Cientistas identificam assassino de ouriço-do-mar do Caribe

NOVA YORK (AP) – No ano passado, ouriços-do-mar no Caribe Começou a ficar doente – derramando suas espinhas, derramando e jogando ecossistemas de recife em desordem. Agora, os cientistas acham que pegaram o assassino neste mistério de assassinato marinho.

Um minúsculo parasita unicelular é responsável pela morte em massa, relataram pesquisadores na revista quarta-feira. Avanços científicos.

“Caso encerrado”, disse Mia Breitbart, microbiologista marinha da Universidade do Sul da Flórida.

Esses ouriços-do-mar de espinhos longos, ou Diadema antilarum, são criaturas negras pontiagudas que se escondem nas rochas em todo o Caribe.
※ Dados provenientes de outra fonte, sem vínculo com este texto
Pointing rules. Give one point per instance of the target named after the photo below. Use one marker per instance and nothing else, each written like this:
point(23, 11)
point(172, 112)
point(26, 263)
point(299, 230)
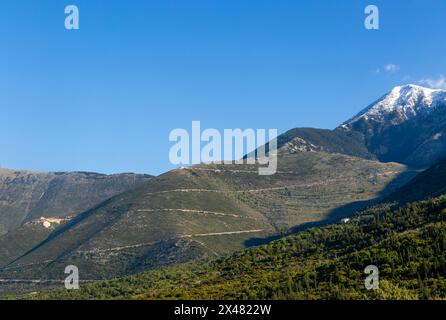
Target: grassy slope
point(408, 245)
point(181, 215)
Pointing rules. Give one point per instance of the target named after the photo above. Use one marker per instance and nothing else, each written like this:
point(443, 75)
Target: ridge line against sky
point(104, 98)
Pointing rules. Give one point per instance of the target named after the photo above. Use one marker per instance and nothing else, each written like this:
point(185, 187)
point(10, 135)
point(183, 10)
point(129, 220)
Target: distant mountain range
point(208, 210)
point(26, 195)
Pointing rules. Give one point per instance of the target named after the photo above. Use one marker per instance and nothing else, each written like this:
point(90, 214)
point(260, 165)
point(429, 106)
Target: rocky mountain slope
point(204, 211)
point(407, 125)
point(26, 195)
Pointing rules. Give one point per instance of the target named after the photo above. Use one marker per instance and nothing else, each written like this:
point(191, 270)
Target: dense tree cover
point(407, 244)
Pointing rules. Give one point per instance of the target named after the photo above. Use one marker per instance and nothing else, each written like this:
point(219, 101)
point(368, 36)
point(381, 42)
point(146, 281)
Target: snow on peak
point(405, 101)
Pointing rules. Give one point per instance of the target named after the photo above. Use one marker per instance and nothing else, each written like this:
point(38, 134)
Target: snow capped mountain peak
point(401, 104)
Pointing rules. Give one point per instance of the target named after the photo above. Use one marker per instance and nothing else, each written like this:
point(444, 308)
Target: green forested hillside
point(206, 211)
point(408, 245)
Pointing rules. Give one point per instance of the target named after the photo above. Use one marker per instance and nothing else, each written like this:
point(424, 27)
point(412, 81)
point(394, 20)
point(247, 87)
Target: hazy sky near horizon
point(105, 98)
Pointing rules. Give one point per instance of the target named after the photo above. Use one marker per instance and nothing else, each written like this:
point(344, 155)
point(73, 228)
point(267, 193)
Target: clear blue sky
point(105, 98)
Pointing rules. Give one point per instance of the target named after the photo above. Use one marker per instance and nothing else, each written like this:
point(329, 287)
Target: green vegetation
point(407, 244)
point(206, 211)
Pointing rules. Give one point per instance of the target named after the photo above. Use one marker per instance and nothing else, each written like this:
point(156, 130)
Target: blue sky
point(105, 98)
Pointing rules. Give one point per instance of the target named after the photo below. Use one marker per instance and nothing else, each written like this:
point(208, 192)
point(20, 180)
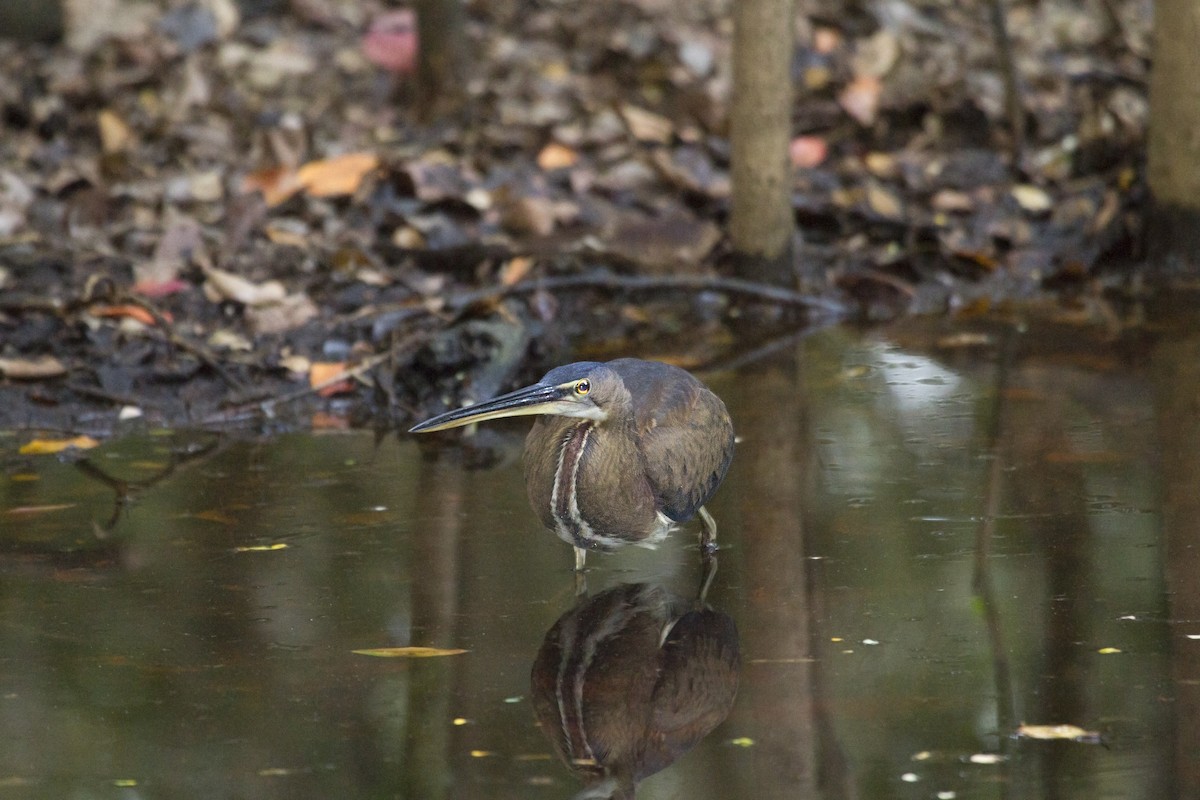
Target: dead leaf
point(515, 270)
point(808, 151)
point(525, 214)
point(46, 366)
point(339, 175)
point(114, 134)
point(129, 311)
point(647, 126)
point(181, 242)
point(29, 511)
point(276, 185)
point(557, 156)
point(47, 446)
point(861, 98)
point(1031, 198)
point(408, 653)
point(227, 286)
point(1050, 732)
point(288, 314)
point(883, 200)
point(327, 378)
point(214, 516)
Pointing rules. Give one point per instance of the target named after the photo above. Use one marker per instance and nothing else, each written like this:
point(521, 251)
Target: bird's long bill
point(539, 398)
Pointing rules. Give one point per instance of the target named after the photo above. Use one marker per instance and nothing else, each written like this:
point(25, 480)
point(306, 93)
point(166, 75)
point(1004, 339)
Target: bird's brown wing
point(684, 431)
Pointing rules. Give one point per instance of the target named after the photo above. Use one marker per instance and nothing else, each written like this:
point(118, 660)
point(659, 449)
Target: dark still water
point(930, 537)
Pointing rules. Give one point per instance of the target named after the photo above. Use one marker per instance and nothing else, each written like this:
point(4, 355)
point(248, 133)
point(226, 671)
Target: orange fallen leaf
point(323, 376)
point(46, 446)
point(557, 156)
point(861, 98)
point(339, 175)
point(408, 653)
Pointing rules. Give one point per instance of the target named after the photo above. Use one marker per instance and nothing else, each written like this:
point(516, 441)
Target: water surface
point(931, 535)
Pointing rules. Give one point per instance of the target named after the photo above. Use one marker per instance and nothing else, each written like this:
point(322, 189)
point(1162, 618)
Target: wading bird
point(619, 453)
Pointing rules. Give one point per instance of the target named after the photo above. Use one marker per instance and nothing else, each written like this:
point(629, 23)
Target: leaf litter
point(196, 198)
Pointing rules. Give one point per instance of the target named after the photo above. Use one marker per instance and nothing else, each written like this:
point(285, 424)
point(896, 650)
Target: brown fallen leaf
point(276, 185)
point(808, 151)
point(557, 156)
point(647, 126)
point(339, 175)
point(46, 366)
point(114, 134)
point(288, 313)
point(28, 511)
point(130, 311)
point(47, 446)
point(227, 286)
point(408, 653)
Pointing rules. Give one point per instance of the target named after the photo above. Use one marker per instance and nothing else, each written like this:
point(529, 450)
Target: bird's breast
point(587, 483)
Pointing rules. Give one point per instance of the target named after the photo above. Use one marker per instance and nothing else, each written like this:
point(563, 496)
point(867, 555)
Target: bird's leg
point(707, 572)
point(708, 531)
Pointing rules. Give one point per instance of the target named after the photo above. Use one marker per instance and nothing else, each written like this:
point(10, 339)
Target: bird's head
point(583, 390)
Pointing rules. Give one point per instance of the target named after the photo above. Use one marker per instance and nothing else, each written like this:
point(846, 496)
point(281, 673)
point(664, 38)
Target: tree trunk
point(760, 130)
point(441, 72)
point(1174, 223)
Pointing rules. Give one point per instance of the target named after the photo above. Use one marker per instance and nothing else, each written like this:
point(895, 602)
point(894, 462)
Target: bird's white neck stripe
point(564, 500)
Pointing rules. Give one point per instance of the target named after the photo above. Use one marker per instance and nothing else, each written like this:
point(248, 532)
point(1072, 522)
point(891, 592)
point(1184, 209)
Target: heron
point(621, 451)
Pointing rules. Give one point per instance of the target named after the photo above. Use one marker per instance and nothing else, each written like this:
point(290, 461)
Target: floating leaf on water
point(409, 653)
point(214, 516)
point(25, 511)
point(985, 758)
point(46, 446)
point(1048, 732)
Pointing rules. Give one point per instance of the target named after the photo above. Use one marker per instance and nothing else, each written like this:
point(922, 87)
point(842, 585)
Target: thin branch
point(1008, 71)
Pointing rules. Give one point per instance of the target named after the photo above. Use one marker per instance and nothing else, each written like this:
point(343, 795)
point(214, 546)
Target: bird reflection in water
point(629, 680)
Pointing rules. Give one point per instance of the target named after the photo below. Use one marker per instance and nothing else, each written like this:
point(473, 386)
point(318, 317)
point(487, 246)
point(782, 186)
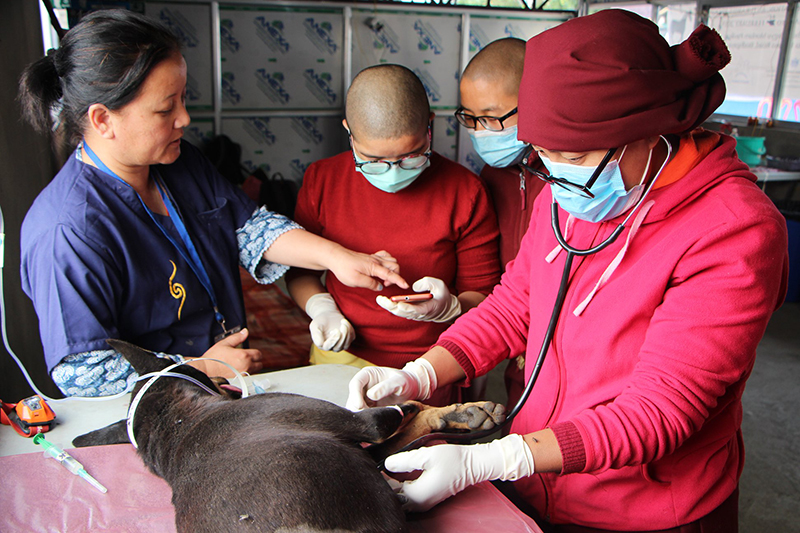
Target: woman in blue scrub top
point(138, 237)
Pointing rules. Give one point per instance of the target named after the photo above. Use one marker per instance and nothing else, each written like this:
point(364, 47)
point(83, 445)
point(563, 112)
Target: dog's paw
point(474, 416)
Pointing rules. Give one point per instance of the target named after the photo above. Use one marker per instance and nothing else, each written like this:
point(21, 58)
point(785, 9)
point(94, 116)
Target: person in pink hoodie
point(634, 423)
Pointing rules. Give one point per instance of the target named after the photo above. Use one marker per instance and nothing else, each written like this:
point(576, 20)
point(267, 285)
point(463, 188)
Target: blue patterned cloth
point(97, 373)
point(255, 237)
point(106, 372)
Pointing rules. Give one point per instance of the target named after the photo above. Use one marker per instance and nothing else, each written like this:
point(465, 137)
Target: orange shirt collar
point(693, 148)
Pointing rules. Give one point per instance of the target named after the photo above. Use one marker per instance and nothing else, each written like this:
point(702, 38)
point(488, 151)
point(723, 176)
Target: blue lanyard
point(188, 250)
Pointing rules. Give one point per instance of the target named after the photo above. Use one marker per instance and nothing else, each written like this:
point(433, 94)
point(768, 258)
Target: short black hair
point(104, 59)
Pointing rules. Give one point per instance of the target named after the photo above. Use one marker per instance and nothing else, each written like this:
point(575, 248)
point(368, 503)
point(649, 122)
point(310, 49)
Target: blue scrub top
point(97, 267)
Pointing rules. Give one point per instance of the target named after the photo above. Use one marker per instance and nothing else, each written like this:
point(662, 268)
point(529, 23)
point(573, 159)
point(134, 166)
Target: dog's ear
point(143, 361)
point(116, 433)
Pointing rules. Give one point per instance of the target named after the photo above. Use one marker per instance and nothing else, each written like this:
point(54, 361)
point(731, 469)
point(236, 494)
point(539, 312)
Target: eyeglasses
point(381, 166)
point(488, 122)
point(583, 190)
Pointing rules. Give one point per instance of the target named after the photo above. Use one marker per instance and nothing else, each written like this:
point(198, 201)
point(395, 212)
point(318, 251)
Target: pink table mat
point(39, 495)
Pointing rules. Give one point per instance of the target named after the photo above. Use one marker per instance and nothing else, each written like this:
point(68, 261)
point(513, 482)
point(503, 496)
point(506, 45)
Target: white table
point(75, 417)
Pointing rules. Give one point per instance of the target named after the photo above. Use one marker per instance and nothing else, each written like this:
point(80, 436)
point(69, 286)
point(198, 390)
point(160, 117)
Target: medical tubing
point(8, 346)
point(467, 438)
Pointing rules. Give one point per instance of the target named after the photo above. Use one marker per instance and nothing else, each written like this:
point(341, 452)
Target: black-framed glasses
point(488, 122)
point(381, 166)
point(583, 190)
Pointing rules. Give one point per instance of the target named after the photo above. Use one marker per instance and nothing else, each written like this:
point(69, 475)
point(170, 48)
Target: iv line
point(8, 346)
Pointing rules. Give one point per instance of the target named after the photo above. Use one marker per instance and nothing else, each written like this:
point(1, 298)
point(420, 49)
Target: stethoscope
point(572, 252)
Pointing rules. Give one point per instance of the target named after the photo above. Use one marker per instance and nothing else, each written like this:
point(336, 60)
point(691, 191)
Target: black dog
point(270, 462)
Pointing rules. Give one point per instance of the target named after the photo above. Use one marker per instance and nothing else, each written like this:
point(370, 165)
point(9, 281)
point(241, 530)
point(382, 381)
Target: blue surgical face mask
point(611, 199)
point(394, 179)
point(498, 148)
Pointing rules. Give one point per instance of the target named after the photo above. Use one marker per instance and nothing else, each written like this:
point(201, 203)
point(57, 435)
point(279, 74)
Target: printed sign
point(426, 43)
point(286, 144)
point(280, 59)
point(485, 29)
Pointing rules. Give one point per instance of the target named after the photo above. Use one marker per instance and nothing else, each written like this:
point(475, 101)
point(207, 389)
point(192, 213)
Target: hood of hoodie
point(710, 159)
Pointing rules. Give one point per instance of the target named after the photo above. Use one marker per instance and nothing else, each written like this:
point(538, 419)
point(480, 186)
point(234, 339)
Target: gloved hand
point(330, 330)
point(390, 386)
point(450, 468)
point(443, 307)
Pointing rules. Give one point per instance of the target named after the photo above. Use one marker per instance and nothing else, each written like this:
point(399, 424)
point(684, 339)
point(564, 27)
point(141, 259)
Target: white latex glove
point(330, 330)
point(389, 386)
point(450, 468)
point(443, 307)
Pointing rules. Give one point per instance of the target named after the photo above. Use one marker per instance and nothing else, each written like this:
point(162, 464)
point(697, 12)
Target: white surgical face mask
point(611, 199)
point(498, 148)
point(395, 179)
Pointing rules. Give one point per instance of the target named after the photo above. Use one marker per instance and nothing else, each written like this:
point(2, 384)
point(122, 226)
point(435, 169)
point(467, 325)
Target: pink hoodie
point(642, 386)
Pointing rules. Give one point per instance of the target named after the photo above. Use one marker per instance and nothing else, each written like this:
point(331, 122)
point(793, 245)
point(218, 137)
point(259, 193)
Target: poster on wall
point(426, 43)
point(286, 145)
point(199, 132)
point(192, 24)
point(280, 59)
point(753, 36)
point(484, 29)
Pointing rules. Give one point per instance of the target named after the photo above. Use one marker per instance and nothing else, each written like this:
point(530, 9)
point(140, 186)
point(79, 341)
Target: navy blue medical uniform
point(96, 265)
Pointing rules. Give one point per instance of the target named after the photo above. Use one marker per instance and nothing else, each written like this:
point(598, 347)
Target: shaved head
point(500, 64)
point(386, 102)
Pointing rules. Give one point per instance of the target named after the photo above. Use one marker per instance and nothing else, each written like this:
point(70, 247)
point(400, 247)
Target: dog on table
point(275, 461)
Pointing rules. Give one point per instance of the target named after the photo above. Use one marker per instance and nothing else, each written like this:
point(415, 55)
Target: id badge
point(227, 333)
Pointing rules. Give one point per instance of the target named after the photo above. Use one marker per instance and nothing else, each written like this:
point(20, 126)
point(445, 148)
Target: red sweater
point(442, 225)
point(513, 191)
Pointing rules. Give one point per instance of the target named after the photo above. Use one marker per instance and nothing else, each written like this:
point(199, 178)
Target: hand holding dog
point(244, 360)
point(330, 330)
point(450, 468)
point(379, 386)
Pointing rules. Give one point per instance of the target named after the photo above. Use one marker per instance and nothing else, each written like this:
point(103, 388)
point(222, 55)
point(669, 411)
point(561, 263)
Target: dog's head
point(168, 389)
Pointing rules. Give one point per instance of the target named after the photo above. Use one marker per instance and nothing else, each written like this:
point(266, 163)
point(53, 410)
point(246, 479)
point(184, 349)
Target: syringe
point(67, 461)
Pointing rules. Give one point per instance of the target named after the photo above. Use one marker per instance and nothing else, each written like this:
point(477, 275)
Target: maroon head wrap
point(608, 79)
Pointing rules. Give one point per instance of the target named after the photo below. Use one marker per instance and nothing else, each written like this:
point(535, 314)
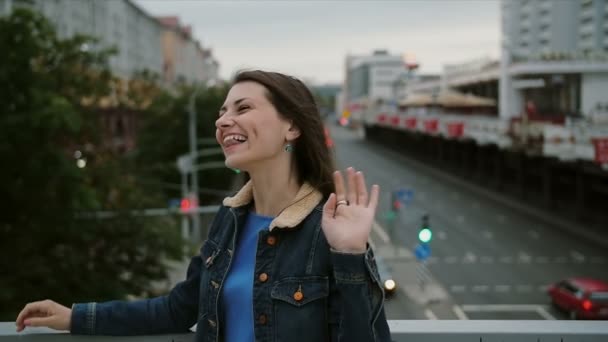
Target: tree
point(164, 136)
point(48, 248)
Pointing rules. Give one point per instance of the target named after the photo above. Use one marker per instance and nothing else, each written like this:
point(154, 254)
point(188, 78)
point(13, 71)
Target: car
point(388, 282)
point(581, 298)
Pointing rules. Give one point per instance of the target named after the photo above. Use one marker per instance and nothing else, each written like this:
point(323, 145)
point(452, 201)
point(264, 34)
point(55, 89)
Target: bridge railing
point(402, 330)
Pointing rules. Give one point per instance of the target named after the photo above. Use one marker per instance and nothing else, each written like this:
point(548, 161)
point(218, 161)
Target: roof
point(447, 99)
point(590, 284)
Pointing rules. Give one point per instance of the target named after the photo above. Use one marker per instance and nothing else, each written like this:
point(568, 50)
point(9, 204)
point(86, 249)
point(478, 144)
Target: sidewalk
point(432, 298)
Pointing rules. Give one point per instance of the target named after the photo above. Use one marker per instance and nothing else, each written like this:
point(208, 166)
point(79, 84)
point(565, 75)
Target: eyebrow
point(236, 103)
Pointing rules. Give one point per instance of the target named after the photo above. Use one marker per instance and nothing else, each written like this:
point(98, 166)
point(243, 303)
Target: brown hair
point(294, 101)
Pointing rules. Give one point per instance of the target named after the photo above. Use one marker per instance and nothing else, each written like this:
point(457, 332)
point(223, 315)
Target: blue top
point(237, 296)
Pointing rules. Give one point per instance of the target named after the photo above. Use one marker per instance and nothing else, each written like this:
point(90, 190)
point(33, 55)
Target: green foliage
point(46, 249)
point(164, 136)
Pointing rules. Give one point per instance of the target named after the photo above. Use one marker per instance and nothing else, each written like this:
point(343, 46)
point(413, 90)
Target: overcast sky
point(310, 39)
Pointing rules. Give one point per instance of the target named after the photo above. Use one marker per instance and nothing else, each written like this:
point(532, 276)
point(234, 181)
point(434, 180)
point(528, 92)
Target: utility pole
point(193, 141)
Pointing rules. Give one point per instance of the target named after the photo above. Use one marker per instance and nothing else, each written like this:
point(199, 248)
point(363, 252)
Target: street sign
point(184, 163)
point(422, 251)
point(405, 195)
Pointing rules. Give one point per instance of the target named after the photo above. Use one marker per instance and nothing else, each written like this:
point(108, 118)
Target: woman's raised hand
point(45, 313)
point(348, 214)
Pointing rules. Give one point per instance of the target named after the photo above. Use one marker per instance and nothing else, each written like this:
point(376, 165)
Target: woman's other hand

Eles desempenham um papel importante como “cortadores de grama” dos recifes, alimentando-se de algas que crescem nos recifes de coral, disse Breitbart.

Mas em janeiro de 2022, os animais começaram a apresentar sintomas estranhos – suas espinhas afiadas caídas, pernas de ventosa perdendo o controle – antes de morrer em massa das Ilhas Virgens a Porto Rico e à Flórida.

Para os cientistas marinhos, foi um déjà vu: outra mortandade na década de 1980 varreu a região e reduziu as populações de ouriços-do-mar em cerca de 98%.

Esse caso nunca foi resolvido. Mas desta vez, uma equipe internacional de pesquisadores entrou em ação, coletando amostras de ouriços doentes e saudáveis ​​em todo o Caribe para encontrar pistas genéticas.

Eles não encontraram sinais de vírus ou bactérias, disse o autor do estudo, Ian Hewson, que pesquisa doenças marinhas na Universidade de Cornell. Mas eles encontraram vestígios de minúsculos organismos unicelulares chamados ciliados, que só apareciam em ouriços doentes.

Embora a maioria dos ciliados não cause doenças, essa espécie tem sido associada a outros surtos aquáticos, tornando-a a principal suspeita, disse Hewson.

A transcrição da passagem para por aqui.